2.10 Western blot analysis

To prepare for TE (10 μg/mL) stimulation, 1×10⁶ cells/dish were planted in 6 cm culture dishes, treated with TE or 1 mM TRX and TE mixture, left for 24 h. The protein extraction reagent SDS (LC-Bio Technology Co., Ltd., Hangzhou, China) was used to extract proteins from the cells and tissues. After estimating protein concentrations using the Protein Assay Kit for BCA, 10% polyacrylamide gels were used to electrophorese 10μg of total protein from each lane. Polyvinylidene difluoride membranes (Cytiva, Germany) were lined with the resolved protein bands and blocked with a buffer without protein for rapid blocking for 2 h (Ya Mei, Shanghai, China). Subsequently, the membranes were sequentially incubated with different monoclonal primary antibodies (1:1000) overnight at 4°C. After incubating with the primary antibody, the secondary antibody was washed with TBST and allowed to sit at 27°C for 1 h. An imaging device and enhanced chemiluminescence (ECL) chemicals were used to observe protein bands.

2.11 Statistical analysis

GraphPad Prism 7 (GraphPad Software Inc., La Jolla, CA, USA) and Origin 2018 were used for statistical analyses. Every test was carried out in triplicate, and the results are shown as means ± SD. This study compared groups in numerous ways using a one-way or two-way analysis of variance and compared two groups using Student’s t-test. The related figures were marked with an asterisk (*) to indicate statistical significance, with a p-value of less than 0.05.

3 Results

3.1 TE increased skin toxicity and inflammation in vivo and in vitro

To determine whether TE exerts toxic effects on the epidermal skin, an animal model was used to investigate dermal toxicity. TE was administered subcutaneously at 5, 15, and 50 μg consecutively into the left paw of the mice. As predicted, the paws of the mice in the TE group exhibited a significantly higher inflammatory response. In addition to significant edema of the soles and toes, pronounced swelling and erythema were observed with venom stimulation in a dose-dependent manner (Figure 1A). Further, the percentage of mouse paw swelling increased in a dose-dependent manner, reaching its highest value at 0.5–1 h and then with a slight decline. Notably, the swelling percentage increased by more than 60% with TE at a concentration of 50 μg compared with that in control before injection (Figure 1B). Therefore, we determined TE concentration with 50 μg for further experiment.
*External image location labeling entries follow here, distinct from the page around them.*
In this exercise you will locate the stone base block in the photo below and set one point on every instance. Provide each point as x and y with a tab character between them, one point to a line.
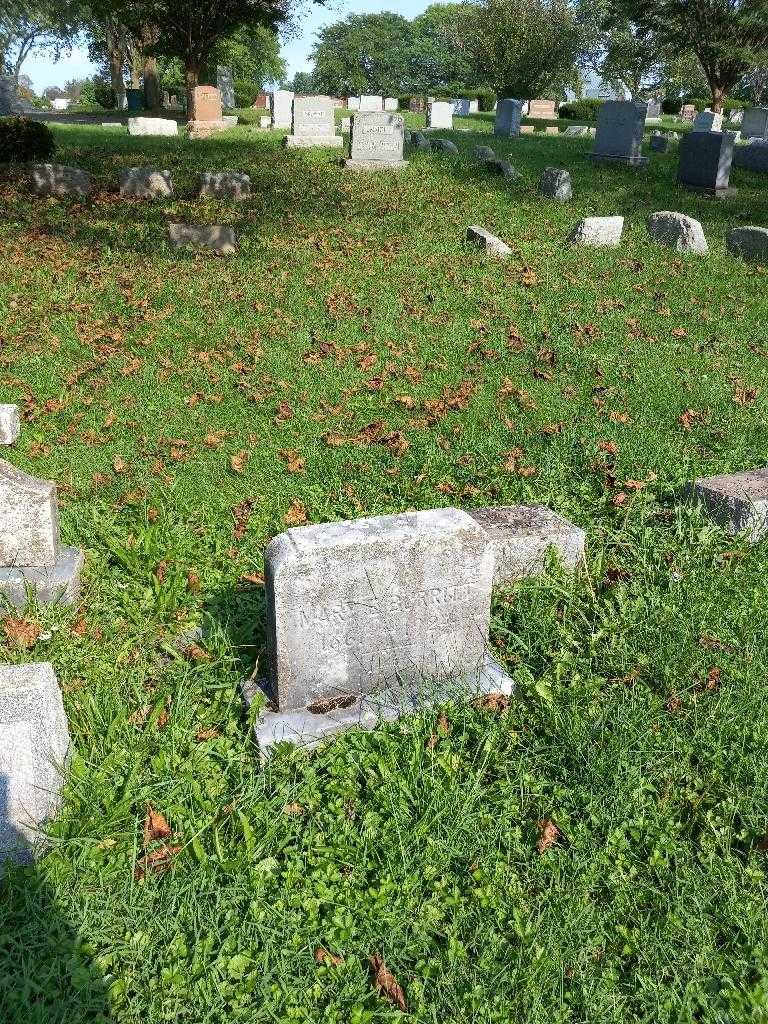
318	723
713	193
34	747
375	165
737	502
309	141
627	161
51	584
521	536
Similarly, skin irritation scores peaked within 1 h and decreased significantly 2 h after injection, which was consistent with the paw swelling percentage (Figure 1C). Histopathological investigations also revealed a considerable variation in mouse skin tissue inflammation caused by TE (Figure 1D). The venom group showed a propensity for edema and necrosis, evidenced by the significant thickness of the dermis at 1 h. Moreover, the number of inflammatory cells in the cutaneous tissue of the mice increased noticeably at 12 and 24 h, indicating that TE elicited an inflammatory response in the organism. Inflammatory cells penetrating the skin is mainly mediated by an inflammatory response (29). After the injection of TE into the mouse paws, the levels of inflammatory indicators in the blood of the mice were assessed for TE-induced damage from inflammation. Notably, acute inflammatory reactions were triggered, resulting in significant elevations in the inflammatory agents’ protein expression levels, such as IL-1β, IL-6, IL-8, and TNF-a (Figure 1E).

Figure 1

Figure 1 Toxic effect and inflammatory responses of the tentacle extract (TE) from Stomolophus meleagris (S. meleagris) in vivo and vitro. (A) TE induced the toxicity effect in mice paws at different times. (B) skin swelling percentage and (C) irritation score in mice paws. (D) section on dermal toxicity-related pathology. The histopathological slice’s scale bars are 100 μm in length. Blue arrowheads indicate the presence of inflammatory cells in subcutaneous tissue. (E)The levels of inflammatory factor protein expression, including interleukin-1β (IL-1β), interleukin-6 (IL-6), interleukin-8 (IL-8), and tumor necrosis factor-α (TNF-a) with TE (50 μg) in the blood of mice. and (F) in HaCaT cell with TE (10 μg/mL). n = 4 experiments/group. Three independent assessments of the determinant (n = 3, mean ± SE) verified the outcomes. A significant difference is shown by 4error bars with distinct letters (p < 0.05). *p < 0.05, # p < 0.05, **p < 0.01, ***p < 0.001, ****p < 0.0001, ns>0.05.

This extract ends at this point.